Ethnic stocking was practised by Jieng in the Southern Sudan regional government from 1972 to 1981, in the former Sudan, well before the concept itself was coined by the Jamaica Observer. It was then, as now, widely known as tribalism. The quotation from General Joseph Lagu’s pamphlet titled ‘Decentralisation: A Necessity for Southern Provinces of the Sudan read out at the beginning by the host was itself written in protest to Jieng ethnic stocking as well as a proposal for corrective measures. Here is the quotation:

“When the selfish man has eaten he calls the hungry man greedy. This old adage is symbol of the situation now prevailing in the Southern Sudan. Political leadership with a strong tribal orientation having satisfied themselves that the only way to remain in power is to fan up tribal loyalties from their tribe, which they believe must now dominate because of sheer numbers are now turning around to point a finger at those who want to correct the situation as ‘power hungry’ politicians. Indeed, they are so infatuated with the desire to make their tribesmen politically predominant that emergence of any group to suggest corrective measures never appeared to them to be a possibility. It would also seem that they never gave any thought to the idea that they may be forcing a cat into a corner from where it would have no choice but to stretch and bite in self-defence.”

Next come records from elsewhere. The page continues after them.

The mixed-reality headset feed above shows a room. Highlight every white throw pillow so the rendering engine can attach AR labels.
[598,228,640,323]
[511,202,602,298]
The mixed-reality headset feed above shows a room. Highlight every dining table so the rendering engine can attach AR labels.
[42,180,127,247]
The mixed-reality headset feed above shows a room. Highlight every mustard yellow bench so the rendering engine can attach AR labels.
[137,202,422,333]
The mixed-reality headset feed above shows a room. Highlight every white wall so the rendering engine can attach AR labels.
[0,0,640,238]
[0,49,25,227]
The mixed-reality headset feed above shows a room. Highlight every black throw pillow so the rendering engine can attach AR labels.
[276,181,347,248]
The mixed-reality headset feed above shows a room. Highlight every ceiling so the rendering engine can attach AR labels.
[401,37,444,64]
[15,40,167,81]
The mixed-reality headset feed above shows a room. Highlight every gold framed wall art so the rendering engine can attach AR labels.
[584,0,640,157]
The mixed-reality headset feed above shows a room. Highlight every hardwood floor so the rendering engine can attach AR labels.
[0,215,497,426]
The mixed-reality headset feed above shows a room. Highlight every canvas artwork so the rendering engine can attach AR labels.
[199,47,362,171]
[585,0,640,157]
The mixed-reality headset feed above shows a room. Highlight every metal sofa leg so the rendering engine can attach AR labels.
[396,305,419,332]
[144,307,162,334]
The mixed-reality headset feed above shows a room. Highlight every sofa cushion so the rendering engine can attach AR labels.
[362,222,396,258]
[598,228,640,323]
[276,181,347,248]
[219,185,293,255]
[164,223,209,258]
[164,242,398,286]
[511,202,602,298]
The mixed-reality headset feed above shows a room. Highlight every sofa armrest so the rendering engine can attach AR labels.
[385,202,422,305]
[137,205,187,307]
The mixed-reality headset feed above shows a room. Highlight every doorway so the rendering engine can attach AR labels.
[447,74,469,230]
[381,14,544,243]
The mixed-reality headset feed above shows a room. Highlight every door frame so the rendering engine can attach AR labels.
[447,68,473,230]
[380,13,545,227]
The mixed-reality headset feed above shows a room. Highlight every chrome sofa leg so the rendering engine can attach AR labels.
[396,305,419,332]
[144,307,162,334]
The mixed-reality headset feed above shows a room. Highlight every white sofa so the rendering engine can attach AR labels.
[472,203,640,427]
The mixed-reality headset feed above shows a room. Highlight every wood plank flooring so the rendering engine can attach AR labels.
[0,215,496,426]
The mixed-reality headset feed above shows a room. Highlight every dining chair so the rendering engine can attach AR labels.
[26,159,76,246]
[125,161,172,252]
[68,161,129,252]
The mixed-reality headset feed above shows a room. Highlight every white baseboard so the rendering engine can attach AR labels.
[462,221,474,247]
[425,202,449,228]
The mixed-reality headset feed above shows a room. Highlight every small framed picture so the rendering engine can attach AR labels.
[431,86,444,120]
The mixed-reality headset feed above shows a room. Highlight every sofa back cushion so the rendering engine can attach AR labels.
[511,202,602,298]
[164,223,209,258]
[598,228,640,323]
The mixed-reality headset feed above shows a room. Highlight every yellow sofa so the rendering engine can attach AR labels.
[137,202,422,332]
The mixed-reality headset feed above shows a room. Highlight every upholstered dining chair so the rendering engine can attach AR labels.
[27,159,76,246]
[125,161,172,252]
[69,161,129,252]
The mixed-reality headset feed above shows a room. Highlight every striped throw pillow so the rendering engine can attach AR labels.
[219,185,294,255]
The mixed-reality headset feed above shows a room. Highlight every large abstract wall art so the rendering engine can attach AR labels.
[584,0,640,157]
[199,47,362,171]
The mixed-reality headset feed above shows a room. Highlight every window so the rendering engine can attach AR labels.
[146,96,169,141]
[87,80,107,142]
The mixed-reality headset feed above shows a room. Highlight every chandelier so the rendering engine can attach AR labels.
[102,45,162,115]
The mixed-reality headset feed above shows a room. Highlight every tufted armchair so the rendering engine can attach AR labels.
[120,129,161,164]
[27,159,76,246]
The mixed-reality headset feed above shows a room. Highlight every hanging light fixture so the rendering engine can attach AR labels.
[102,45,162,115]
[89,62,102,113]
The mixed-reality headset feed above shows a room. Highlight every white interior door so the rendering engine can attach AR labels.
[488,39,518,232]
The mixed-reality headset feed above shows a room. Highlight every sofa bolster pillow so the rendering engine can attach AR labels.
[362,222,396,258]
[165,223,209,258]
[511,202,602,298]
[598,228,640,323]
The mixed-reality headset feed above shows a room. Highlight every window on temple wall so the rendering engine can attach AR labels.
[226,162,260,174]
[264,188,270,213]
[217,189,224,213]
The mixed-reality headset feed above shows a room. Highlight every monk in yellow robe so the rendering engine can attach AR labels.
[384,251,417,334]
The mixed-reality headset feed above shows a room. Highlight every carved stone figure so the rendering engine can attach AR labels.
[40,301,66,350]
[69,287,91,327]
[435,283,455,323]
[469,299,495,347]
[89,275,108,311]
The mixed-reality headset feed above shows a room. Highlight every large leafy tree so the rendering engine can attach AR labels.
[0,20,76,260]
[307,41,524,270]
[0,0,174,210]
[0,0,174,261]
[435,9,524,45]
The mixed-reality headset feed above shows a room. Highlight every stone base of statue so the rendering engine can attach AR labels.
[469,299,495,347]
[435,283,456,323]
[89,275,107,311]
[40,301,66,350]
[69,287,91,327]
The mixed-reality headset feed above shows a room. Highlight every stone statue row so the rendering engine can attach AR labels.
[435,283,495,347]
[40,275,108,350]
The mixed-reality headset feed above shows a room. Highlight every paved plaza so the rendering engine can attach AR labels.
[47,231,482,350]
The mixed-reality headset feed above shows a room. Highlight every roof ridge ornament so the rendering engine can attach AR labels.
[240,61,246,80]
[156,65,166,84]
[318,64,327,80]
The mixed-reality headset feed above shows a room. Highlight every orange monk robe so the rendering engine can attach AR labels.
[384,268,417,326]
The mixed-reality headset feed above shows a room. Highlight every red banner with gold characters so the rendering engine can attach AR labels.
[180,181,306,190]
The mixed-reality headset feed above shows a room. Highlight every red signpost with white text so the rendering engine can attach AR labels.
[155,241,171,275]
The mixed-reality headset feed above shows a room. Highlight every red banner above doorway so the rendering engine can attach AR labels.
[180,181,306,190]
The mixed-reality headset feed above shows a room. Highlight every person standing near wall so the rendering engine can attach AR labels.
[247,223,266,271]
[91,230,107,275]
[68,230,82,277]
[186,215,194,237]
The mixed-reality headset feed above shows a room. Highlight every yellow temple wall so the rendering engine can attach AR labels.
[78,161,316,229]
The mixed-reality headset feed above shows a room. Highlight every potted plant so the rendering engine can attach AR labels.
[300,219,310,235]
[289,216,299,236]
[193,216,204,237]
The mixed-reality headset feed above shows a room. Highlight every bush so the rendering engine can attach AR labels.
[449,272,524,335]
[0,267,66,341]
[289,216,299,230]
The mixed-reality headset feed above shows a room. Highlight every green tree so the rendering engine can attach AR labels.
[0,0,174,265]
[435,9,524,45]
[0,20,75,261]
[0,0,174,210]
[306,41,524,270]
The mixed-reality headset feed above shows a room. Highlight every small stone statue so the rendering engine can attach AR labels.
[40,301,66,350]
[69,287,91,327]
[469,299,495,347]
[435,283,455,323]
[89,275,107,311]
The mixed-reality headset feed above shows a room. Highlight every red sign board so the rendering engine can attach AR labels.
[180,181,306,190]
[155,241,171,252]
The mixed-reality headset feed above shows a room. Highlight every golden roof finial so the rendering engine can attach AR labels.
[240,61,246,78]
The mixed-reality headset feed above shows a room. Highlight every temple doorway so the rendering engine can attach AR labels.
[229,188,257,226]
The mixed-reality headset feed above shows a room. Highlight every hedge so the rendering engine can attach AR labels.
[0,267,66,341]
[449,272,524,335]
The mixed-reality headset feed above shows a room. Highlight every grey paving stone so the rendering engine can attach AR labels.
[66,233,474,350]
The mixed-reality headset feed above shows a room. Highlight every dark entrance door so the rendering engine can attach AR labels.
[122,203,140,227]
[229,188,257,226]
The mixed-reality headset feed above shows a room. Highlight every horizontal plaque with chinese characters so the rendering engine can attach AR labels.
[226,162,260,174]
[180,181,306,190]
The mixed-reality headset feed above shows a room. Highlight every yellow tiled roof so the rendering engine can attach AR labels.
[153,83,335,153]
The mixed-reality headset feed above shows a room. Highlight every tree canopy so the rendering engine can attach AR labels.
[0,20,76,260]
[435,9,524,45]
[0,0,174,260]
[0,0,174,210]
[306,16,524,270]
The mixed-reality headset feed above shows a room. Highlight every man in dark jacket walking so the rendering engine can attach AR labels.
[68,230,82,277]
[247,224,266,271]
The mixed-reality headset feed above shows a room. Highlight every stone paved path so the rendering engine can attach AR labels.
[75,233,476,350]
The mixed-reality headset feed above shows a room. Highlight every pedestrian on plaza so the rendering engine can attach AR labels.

In this quote, it is abundantly clear that the Jieng had already progressed past the stage of ethnic stocking, and they were advancing towards dominance. This can be deduced from the statement; “Political leadership with a strong tribal orientation having satisfied themselves that the only way to remain in power is to fan up tribal loyalties from their tribe, which they believe must now dominate because of sheer numbers, are now turning around to point a finger at those who want to correct the situation as ‘power hungry’ politicians.” (Joseph Lagu, ‘Decentralisation: A Necessity for Southern Provinces of the Sudan’, pamphlet)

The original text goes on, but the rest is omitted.